Twitter fans who had also ignored the biopics concentrated on Boseman’s televised tribute to Denzel Washington — a real demonstration of how the media twists public awareness away from art toward celebrity worship. This bizarre circumstance leads to false acclaim for Boseman as T’Challa in Black Panther.

To commemorate Boseman as the fictitious T’Challa, king of fantasyland Wakanda, perpetuates the sci-fi comic-book inanity of Black Panther and of childish Afrocentricity. Michelle’s high-five recalled the moment a Nineties hip-hop group naïvely paid tribute to “Miss Jane Pittman” as honoring an actual historical personage. The confusion arising from Black Panther is worse. ABC-Disney’s “Tribute to a King” follows the same monarchic fallacy as Beyoncé’s Black Is King “visual album,” based on the delusion that African Americans descend from royalty and are denied their rightful prominence. (None of the media pallbearers mentioned how Boseman’s name echoes both slave-owner and slave antecedents.)
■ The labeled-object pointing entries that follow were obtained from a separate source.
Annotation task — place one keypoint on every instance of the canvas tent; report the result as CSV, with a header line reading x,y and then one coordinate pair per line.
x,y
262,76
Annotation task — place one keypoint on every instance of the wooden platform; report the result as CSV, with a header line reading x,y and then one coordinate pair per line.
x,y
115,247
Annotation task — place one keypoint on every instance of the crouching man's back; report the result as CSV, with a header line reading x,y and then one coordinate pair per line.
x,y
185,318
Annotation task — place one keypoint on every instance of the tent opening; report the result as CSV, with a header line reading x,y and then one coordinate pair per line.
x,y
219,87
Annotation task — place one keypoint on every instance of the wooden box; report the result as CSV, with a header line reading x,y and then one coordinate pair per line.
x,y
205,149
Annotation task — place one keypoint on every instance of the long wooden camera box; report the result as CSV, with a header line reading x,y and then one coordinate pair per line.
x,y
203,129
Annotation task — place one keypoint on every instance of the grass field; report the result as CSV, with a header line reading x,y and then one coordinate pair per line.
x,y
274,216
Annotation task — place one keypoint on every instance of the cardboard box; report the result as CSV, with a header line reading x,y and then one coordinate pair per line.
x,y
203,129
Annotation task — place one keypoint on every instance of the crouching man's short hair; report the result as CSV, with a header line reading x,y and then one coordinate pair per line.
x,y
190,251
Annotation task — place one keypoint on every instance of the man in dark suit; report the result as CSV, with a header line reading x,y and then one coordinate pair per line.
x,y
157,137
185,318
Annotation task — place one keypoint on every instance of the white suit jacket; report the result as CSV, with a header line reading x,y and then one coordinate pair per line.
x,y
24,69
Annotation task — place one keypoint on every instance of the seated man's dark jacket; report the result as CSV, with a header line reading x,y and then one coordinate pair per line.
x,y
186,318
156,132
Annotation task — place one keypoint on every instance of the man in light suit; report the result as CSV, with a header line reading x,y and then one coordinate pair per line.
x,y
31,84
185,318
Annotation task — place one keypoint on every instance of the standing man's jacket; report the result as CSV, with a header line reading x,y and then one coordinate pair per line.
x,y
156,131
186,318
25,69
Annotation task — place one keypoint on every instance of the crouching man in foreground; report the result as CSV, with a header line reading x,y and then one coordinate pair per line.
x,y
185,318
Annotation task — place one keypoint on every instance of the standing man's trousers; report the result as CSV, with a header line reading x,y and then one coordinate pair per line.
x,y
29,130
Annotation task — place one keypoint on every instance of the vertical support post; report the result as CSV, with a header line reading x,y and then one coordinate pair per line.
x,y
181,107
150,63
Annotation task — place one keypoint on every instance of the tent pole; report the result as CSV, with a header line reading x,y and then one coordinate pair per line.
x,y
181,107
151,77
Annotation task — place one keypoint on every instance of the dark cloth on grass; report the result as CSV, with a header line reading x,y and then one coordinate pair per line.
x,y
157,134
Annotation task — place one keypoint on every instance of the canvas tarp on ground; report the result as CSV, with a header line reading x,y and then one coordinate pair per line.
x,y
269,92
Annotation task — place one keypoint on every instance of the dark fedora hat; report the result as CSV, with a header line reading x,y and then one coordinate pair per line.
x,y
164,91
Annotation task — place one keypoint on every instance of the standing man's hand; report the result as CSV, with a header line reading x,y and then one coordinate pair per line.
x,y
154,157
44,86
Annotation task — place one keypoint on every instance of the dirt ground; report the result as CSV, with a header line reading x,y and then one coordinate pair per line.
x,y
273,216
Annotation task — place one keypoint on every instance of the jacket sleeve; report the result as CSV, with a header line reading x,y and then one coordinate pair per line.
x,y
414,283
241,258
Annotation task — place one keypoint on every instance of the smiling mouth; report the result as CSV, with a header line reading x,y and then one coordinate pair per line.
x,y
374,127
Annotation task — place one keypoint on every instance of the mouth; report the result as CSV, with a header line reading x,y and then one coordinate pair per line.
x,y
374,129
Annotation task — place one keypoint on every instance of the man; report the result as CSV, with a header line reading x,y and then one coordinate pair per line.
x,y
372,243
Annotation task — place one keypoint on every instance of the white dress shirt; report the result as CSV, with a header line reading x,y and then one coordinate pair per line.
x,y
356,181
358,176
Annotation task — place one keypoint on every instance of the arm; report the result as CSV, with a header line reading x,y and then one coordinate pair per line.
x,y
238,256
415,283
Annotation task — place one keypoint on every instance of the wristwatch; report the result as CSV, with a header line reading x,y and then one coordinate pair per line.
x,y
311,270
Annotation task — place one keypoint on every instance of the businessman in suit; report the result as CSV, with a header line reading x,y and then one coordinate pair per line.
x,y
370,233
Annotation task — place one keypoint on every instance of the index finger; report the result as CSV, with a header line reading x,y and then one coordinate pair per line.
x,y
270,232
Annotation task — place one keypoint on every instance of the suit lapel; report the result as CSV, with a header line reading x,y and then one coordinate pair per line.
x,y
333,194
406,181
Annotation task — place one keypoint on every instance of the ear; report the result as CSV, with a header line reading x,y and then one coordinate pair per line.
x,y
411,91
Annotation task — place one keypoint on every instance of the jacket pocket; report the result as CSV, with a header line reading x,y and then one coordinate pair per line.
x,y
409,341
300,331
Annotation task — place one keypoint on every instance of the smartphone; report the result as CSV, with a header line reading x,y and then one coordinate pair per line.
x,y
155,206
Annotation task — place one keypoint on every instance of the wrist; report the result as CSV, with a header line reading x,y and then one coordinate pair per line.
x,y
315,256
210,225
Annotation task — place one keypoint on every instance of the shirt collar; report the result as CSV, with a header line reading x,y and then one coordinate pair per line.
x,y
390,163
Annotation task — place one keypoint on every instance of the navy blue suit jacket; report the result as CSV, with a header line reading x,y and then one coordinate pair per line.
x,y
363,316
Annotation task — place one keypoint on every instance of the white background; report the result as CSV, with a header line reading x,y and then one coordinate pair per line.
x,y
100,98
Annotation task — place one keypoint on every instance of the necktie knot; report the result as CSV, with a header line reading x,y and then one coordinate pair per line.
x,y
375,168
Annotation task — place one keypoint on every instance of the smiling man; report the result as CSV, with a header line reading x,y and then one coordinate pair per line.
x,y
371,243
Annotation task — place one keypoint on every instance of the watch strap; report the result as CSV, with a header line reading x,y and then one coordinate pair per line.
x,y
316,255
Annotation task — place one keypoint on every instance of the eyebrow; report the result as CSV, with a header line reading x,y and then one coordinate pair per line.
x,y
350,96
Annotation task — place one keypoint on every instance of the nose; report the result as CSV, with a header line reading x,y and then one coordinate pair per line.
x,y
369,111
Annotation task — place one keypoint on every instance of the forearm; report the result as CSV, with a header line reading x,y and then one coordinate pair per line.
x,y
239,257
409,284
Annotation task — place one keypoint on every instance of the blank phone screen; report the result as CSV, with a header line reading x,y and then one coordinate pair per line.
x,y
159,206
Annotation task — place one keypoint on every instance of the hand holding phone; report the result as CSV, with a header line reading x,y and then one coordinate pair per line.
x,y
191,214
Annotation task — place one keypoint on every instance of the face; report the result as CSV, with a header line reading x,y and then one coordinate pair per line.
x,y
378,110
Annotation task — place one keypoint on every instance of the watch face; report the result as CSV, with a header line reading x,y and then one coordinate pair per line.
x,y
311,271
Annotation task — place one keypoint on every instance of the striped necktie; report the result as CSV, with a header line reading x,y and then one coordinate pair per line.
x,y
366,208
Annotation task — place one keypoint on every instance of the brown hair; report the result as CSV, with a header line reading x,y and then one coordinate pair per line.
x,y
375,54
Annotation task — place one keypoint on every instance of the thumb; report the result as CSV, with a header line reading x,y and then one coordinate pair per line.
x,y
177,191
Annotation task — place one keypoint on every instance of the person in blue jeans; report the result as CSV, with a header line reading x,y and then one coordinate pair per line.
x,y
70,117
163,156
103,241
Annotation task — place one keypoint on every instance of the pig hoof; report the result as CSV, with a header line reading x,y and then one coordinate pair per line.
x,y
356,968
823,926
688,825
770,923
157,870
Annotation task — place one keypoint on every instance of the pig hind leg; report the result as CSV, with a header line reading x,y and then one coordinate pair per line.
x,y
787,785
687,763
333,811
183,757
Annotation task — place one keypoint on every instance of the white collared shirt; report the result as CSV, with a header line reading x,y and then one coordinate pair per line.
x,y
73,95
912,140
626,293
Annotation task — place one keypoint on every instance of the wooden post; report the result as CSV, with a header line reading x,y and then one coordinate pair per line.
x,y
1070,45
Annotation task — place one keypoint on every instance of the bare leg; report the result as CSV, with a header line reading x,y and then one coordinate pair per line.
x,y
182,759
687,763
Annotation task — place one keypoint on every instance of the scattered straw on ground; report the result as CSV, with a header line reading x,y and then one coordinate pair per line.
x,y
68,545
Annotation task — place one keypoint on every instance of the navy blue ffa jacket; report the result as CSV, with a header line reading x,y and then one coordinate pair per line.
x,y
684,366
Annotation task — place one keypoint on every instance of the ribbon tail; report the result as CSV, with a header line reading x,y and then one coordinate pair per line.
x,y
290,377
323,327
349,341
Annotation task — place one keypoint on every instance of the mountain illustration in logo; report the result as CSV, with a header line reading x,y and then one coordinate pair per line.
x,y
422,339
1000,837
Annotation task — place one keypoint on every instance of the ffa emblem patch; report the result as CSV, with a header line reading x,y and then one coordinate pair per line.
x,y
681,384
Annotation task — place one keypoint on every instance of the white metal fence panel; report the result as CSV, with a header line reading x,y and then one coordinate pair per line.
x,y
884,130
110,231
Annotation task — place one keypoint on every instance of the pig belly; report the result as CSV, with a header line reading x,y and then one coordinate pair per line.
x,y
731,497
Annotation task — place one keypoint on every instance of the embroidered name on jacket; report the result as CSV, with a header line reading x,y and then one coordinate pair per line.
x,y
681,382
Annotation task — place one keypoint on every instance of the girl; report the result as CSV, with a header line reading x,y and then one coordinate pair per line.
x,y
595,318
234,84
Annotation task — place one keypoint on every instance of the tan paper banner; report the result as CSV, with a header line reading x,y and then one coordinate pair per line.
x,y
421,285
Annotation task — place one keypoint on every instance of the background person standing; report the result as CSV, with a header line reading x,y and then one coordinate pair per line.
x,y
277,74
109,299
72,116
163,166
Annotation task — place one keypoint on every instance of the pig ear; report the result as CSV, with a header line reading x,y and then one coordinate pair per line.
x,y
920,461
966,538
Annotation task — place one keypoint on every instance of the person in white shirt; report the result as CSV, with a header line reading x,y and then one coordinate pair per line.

Marvel’s Black Panther did real damage by detaching history and social awareness from reality, and that insidious form of demagoguery is continued by politicians and media who are desperate to win over voters by appealing to separatist, tribal myths — and, as per ABC-Disney’s televised ceremony, by constantly pandering to black Americans as children. (This infantilization also affects white youths infatuated with Black Lives Matter/Antifa.) It’s no mystery why Boseman’s passing has been stage-managed like an arranged marriage among monarchists; the young theater aspirant born in South Carolina, who studied drama at both Howard and Oxford universities, is now a pawn in the game of election-year politics.